The Defense POW/MIA Accounting Agency announced Sept. 4 that Cpl. Donald E. Angle, 21, of Clear Spring, Maryland, killed during the Korean War, was accounted for on July 2.
In the summer of 1950, Angle was a member of Company C, 1st Battalion, 5th Cavalry Regiment, 1st Cavalry Division, fighting against members of the Korean People’s Army. On July 25, 1950, he was reported missing in action in the vicinity of Yongdong, South Korea. Absent evidence of continued survival, the Department of the Army declared him deceased as of Dec. 31, 1953.

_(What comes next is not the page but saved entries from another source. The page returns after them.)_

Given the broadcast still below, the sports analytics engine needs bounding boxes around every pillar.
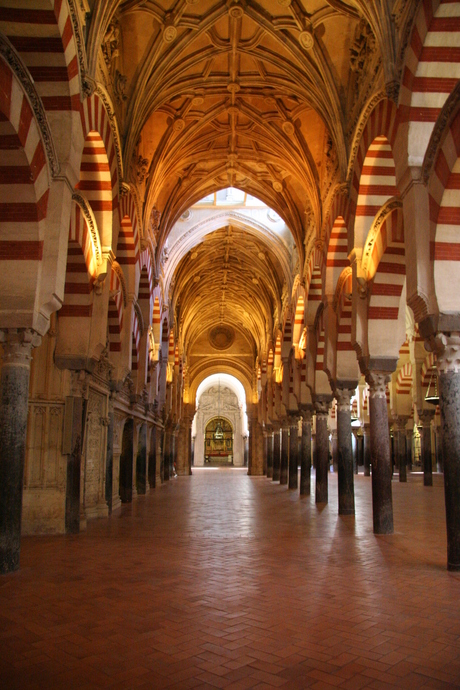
[280,423,289,485]
[176,412,193,476]
[406,426,413,471]
[272,424,281,482]
[65,370,87,534]
[288,416,298,490]
[0,329,40,573]
[394,417,408,483]
[357,430,363,470]
[366,371,393,534]
[335,387,355,516]
[363,423,371,476]
[266,426,273,478]
[419,410,435,487]
[351,430,358,475]
[314,401,330,504]
[163,428,170,482]
[435,424,443,473]
[263,432,268,476]
[105,394,114,513]
[330,429,338,473]
[300,410,312,496]
[437,333,460,570]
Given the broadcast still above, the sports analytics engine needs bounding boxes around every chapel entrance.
[204,417,233,466]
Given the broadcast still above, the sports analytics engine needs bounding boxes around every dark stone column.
[148,426,157,489]
[335,387,356,515]
[394,417,407,483]
[363,423,371,476]
[351,430,358,475]
[263,431,268,476]
[159,428,165,483]
[0,329,40,573]
[437,333,460,570]
[300,410,312,496]
[314,401,330,504]
[435,424,443,473]
[280,423,289,485]
[65,370,87,533]
[366,371,393,534]
[311,431,317,469]
[406,427,413,472]
[136,425,147,494]
[357,430,364,470]
[419,410,435,487]
[163,428,170,482]
[266,426,273,479]
[272,424,281,482]
[288,416,298,490]
[330,429,338,473]
[105,395,114,513]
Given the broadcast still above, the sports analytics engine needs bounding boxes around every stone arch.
[325,216,349,296]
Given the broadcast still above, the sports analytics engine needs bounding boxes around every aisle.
[1,470,459,689]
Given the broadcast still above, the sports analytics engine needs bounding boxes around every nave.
[1,469,460,690]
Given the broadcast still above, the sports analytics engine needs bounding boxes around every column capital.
[300,407,313,423]
[334,386,355,412]
[314,399,331,418]
[0,328,41,367]
[426,331,460,374]
[392,415,409,431]
[365,371,390,399]
[419,409,435,427]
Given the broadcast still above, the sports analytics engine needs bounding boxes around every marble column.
[419,410,435,487]
[288,416,298,490]
[263,432,268,476]
[314,401,330,504]
[105,394,115,513]
[351,430,358,475]
[394,417,407,483]
[163,428,170,481]
[435,424,443,473]
[436,333,460,569]
[65,370,87,533]
[335,387,355,516]
[266,426,274,479]
[136,425,147,494]
[357,431,364,470]
[366,371,393,534]
[363,423,371,476]
[330,429,338,473]
[300,410,312,496]
[272,424,281,482]
[280,423,289,485]
[0,329,40,573]
[406,426,413,472]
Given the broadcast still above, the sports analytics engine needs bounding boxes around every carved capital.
[334,387,355,412]
[314,400,330,418]
[0,328,41,367]
[365,371,389,399]
[70,370,89,398]
[418,409,435,427]
[431,332,460,374]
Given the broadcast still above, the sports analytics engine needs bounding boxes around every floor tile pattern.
[1,469,460,689]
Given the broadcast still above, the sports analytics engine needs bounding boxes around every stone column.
[0,329,40,573]
[366,371,393,534]
[406,426,413,471]
[280,423,289,485]
[266,426,273,479]
[335,387,355,515]
[435,424,443,473]
[272,424,281,482]
[394,417,408,483]
[288,416,298,490]
[363,423,371,476]
[436,333,460,569]
[105,393,115,513]
[300,409,312,496]
[314,401,330,504]
[65,370,88,534]
[263,431,268,476]
[330,429,338,473]
[163,428,170,482]
[357,430,364,470]
[419,410,435,487]
[351,430,358,475]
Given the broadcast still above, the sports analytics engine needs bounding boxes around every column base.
[111,496,122,513]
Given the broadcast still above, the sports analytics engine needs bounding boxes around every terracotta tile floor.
[1,469,460,690]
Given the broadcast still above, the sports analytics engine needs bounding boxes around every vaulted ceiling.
[86,0,403,384]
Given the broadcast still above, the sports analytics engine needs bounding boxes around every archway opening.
[204,417,234,467]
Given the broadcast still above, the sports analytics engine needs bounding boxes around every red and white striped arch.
[80,93,119,211]
[274,334,282,370]
[429,109,460,312]
[353,136,398,249]
[292,295,305,348]
[336,270,353,354]
[400,0,460,167]
[281,318,292,359]
[168,330,175,364]
[367,207,406,357]
[108,265,124,353]
[305,246,325,325]
[137,246,153,320]
[117,193,140,290]
[59,241,92,319]
[0,56,51,324]
[152,296,161,344]
[325,216,349,296]
[69,202,98,278]
[0,0,81,114]
[396,361,412,396]
[131,309,141,372]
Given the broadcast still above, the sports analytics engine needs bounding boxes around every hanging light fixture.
[425,365,439,406]
[214,377,224,440]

In February 1951, a search and recovery team of the 565th Quartermaster Graves Registration Company recovered a partial set of remains, designated as Unknown X-485 Tanggok, from a hill less than a mile from Yongdong, South Korea. In June 1955, the remains were declared unidentifiable and were subsequently transferred to the National Memorial Cemetery of the Pacific, known as the Punchbowl, in Honolulu, Hawaii, and were interred as an Unknown.
On August 20, 2018, following thorough historical and scientific analysis, X-485 Tanggok was disinterred from the Punchbowl and sent to the laboratory for analysis.

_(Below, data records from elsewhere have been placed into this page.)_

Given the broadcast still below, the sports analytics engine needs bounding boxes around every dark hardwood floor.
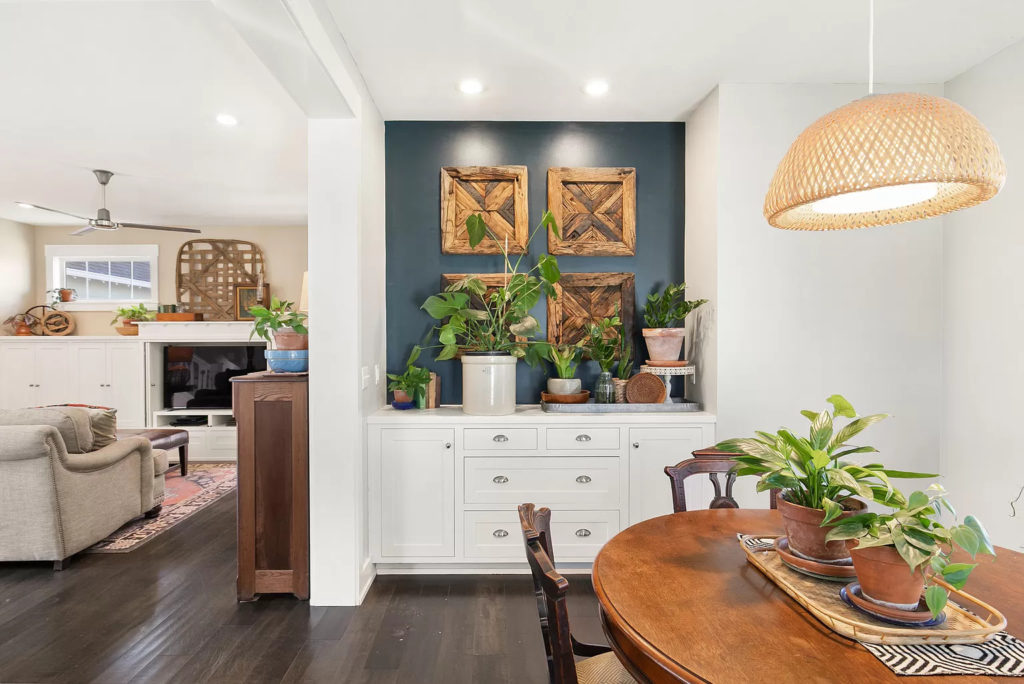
[0,494,606,683]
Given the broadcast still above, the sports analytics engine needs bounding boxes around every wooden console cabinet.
[231,372,309,600]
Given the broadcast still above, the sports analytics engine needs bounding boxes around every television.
[163,345,266,409]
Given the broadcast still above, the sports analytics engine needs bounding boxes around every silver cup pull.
[493,529,509,538]
[576,475,592,484]
[492,475,509,484]
[575,434,592,442]
[575,528,592,538]
[492,434,509,443]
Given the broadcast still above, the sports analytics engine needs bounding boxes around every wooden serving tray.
[740,535,1006,645]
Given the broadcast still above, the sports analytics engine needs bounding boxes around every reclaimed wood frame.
[547,167,636,256]
[441,166,529,255]
[176,239,265,321]
[546,272,635,346]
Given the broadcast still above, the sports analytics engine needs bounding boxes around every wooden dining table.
[592,509,1024,683]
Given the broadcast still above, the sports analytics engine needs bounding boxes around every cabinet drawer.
[464,457,619,507]
[463,510,619,561]
[464,428,538,451]
[546,427,620,451]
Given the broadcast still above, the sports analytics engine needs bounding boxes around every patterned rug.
[86,463,237,553]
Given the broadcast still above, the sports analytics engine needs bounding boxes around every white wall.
[943,42,1024,550]
[0,218,34,324]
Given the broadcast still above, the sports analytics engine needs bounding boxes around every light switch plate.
[374,364,381,385]
[360,366,370,390]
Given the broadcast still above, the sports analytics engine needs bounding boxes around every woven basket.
[612,378,628,403]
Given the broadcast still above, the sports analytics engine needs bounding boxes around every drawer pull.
[575,528,592,538]
[492,475,509,484]
[576,475,592,484]
[492,529,509,538]
[444,442,452,449]
[492,434,509,443]
[633,442,640,448]
[575,434,592,442]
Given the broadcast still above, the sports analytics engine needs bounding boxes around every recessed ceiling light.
[458,78,484,95]
[216,113,238,127]
[15,202,35,209]
[584,79,609,97]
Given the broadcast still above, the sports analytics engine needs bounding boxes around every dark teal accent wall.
[385,121,685,404]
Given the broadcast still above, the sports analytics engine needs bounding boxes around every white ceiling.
[0,1,307,228]
[328,0,1024,121]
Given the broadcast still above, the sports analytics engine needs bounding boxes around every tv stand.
[152,408,237,462]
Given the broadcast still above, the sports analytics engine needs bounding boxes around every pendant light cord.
[868,0,875,94]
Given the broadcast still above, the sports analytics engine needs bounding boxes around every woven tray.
[740,535,1006,645]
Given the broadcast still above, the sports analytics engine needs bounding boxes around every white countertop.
[368,405,716,424]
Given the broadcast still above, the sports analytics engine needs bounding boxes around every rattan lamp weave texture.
[764,92,1005,230]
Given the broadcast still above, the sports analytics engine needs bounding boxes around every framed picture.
[234,284,270,321]
[547,167,636,256]
[547,272,635,346]
[440,166,529,254]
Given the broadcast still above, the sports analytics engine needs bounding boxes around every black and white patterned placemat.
[862,633,1024,677]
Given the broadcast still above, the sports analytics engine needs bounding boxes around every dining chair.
[518,504,635,684]
[664,447,779,512]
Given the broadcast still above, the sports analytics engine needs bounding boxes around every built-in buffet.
[367,406,716,572]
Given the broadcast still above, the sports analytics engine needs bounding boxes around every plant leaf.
[925,585,948,618]
[827,394,857,418]
[951,525,981,557]
[963,516,995,556]
[466,213,487,247]
[537,253,561,283]
[941,562,978,590]
[820,497,845,525]
[540,209,559,238]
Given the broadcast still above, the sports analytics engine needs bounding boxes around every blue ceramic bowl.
[265,349,309,373]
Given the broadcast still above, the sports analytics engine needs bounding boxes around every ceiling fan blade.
[118,222,201,234]
[23,204,92,221]
[70,225,97,236]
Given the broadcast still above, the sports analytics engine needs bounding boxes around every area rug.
[86,463,237,553]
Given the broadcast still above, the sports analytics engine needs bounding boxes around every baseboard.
[375,561,593,575]
[358,558,375,603]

To identify Angle’s remains, scientists from DPAA used dental, anthropological and chest radiograph comparison analysis, as well as circumstantial and material evidence.

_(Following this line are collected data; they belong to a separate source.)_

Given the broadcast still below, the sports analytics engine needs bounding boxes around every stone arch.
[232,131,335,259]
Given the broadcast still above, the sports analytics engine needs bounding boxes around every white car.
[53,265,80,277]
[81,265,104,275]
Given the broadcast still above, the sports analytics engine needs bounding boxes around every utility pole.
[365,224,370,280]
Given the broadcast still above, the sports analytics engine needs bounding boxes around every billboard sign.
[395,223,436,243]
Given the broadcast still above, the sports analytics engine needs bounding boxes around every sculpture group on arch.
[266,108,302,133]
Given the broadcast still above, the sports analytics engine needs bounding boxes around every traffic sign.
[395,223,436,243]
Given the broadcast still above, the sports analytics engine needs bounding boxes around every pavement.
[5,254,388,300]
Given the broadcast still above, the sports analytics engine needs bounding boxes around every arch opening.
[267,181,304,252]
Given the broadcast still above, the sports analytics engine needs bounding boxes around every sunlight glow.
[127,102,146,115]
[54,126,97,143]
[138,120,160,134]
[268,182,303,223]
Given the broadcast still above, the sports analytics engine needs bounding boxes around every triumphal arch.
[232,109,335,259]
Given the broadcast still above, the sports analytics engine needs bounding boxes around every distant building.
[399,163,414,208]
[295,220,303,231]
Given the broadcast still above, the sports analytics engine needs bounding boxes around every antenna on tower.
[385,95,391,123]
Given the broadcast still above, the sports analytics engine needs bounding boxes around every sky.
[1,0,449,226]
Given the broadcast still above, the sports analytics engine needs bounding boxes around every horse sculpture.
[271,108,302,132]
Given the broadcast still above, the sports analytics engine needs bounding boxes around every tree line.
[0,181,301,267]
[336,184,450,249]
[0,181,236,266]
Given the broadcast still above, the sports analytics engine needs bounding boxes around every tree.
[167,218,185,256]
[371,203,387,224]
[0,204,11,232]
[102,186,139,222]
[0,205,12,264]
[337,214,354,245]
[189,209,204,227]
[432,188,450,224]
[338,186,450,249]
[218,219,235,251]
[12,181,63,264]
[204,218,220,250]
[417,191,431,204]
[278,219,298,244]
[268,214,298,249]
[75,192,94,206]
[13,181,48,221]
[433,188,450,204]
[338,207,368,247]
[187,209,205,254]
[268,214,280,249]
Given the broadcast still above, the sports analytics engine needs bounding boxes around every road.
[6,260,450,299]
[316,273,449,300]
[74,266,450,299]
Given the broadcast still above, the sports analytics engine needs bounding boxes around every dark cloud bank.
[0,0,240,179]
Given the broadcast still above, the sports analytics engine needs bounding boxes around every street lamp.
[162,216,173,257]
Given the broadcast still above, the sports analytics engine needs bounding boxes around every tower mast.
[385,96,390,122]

“The Black Knight family is humbled to hear of the return of this hero,” Lt. Col. Timothy Meadows, current 1-5 Cav. commander, said. “The return of Cpl. Angle is an indication that we neither give up until we can bring everyone home, nor do we forget our comrades. Since 1855, brave Americans have served honorably and with distinction in the 5th Cavalry Regiment. We will forever be proud of Cpl. Angle’s contributions to our team, our Army, and our Country.
“As is often said, ‘Soldiers never die until they are forgotten.’ We will never forgot the brave sacrifices of Soldiers like Cpl. Angle and others that fought alongside him in the 5th Cavalry,” Meadows said.
Today, 7,628 Americans remain unaccounted for from the Korean War. Using modern technology, identifications continue to be made from remains that were previously returned by Korean officials, recovered from Korea by American recovery teams or disinterred from unknown graves. Angle’s name is recorded on the Courts of the Missing at the Punchbowl, along with others who are missing from the Korean War. A rosette will be placed next to his name to indicate he has been accounted for.
Angle will be buried Oct. 6, 2019, in Welsh Run, Pennsylvania.
Editor’s note: Portions of a release from the Defense POW/MIA Accounting Agency were used in this story.